Core to this approach is the use of a Validator that acts like a diode: if the boolean property is true, then the validator fires its True event, which calls the GetData service; if the boolean property is false, then the Validator does nothing: the GetData service is not called, and the widget is not refreshed.

HTH,

Alessio

ckulak
12-Amethyst
(To:ckulak)

Hello Gentlemen,

Thank you all for good suggestions! All of that definitely makes sense.

My situation was a bit exotic:

  1. My "GetData" service is very light and returns just a small InfoTable, so it wasn't really necessary to optimize it from the performance point of view. What I wanted to do is avoid refreshing the UI component, which basically misbehaved on refresh;
  2. To be honest, our mashup is already far too complicated, so I was looking for the "smallest" solution, aiming at minimizing the number of services/bindings in a mashup and avoiding creating additional services on the server side;
  3. I believe that "HasChanged" / "DirtyFlag" solution is a bit more complex than it looks, because you also need to store the timestamp when you updated this data last time.
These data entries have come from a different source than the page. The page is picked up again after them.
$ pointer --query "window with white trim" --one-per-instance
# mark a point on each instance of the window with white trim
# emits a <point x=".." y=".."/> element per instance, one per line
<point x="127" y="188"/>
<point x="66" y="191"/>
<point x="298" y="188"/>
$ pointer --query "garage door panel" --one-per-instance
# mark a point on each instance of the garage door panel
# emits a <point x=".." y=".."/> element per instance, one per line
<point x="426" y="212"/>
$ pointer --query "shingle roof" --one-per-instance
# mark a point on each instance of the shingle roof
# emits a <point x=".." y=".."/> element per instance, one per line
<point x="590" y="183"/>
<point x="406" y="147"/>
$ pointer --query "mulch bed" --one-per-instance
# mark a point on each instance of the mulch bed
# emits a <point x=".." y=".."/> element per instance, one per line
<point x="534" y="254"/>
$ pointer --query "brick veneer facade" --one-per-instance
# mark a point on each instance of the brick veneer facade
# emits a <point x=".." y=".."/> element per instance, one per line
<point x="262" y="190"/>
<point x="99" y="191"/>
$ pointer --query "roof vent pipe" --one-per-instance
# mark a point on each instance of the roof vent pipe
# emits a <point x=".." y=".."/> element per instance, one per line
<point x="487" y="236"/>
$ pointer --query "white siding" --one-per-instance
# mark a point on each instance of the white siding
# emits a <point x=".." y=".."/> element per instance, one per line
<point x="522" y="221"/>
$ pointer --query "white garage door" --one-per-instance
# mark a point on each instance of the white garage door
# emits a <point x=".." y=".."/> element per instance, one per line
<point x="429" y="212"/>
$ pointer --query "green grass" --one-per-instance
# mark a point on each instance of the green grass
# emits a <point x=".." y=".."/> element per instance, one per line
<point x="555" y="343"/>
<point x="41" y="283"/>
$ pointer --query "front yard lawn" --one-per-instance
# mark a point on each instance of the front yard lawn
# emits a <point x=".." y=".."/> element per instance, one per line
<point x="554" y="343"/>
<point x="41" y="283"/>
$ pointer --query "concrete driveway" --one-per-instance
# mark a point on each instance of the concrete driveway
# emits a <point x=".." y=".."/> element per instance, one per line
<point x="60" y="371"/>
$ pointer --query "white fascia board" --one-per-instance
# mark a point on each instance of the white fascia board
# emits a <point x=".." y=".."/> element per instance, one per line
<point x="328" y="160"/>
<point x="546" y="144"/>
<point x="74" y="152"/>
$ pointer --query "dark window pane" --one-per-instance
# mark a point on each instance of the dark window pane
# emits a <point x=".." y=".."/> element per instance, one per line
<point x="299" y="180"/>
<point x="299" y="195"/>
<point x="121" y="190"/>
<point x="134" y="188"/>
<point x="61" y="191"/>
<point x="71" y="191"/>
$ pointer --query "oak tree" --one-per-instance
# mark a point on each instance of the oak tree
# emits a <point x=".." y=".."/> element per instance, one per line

As far as I understand, both of those services will take a timestamp parameter, something more like boolean HasChangedSince(timestamp). Otherwise this won't work when two mashups will try to "look" at the same thing at the same time -- one will be resetting "dirty" flag, and the second will never update. So instead of the dirty flag I'd need to look at lastUpdated property and reset a timestamp in the mashup. I hope it makes sense and please correct me if I'm wrong, maybe I don't see something.

I figured out that in my case a simple browser-side cache would be the most efficient, but I couldn't find an elegant solution to keep this InfoTable somewhere in the browser and compare it with the returned value.

At the end of the day the solution was really dumb -- we just recreated the repeater mashup and for some reason it stopped blinking. I still don't know why, now when we update the number of repetitions it redraws instantaneously, without erasing the old image, so if the number didn't change -- I wouldn't see the refresh.

But if I had to do this "cache", I would probably go with the timestamp-based solution for checking the changes, similar to what Vladimir and Alessio suggested. I will mark Vladimir answer "correct", because he was the first

Thank you for an interesting discussion!

Regards,

Constantine

Alessio Marchetti Vladimir Rosu I have the same problem , I wanted to update "Counter" field on Mashup while my "SetCount" service invoke from outside Thingworx ( from Java code ).

after invoking service i wanted to update Counter on Mashup also without refreshing all mashup data because it causing so much leggy.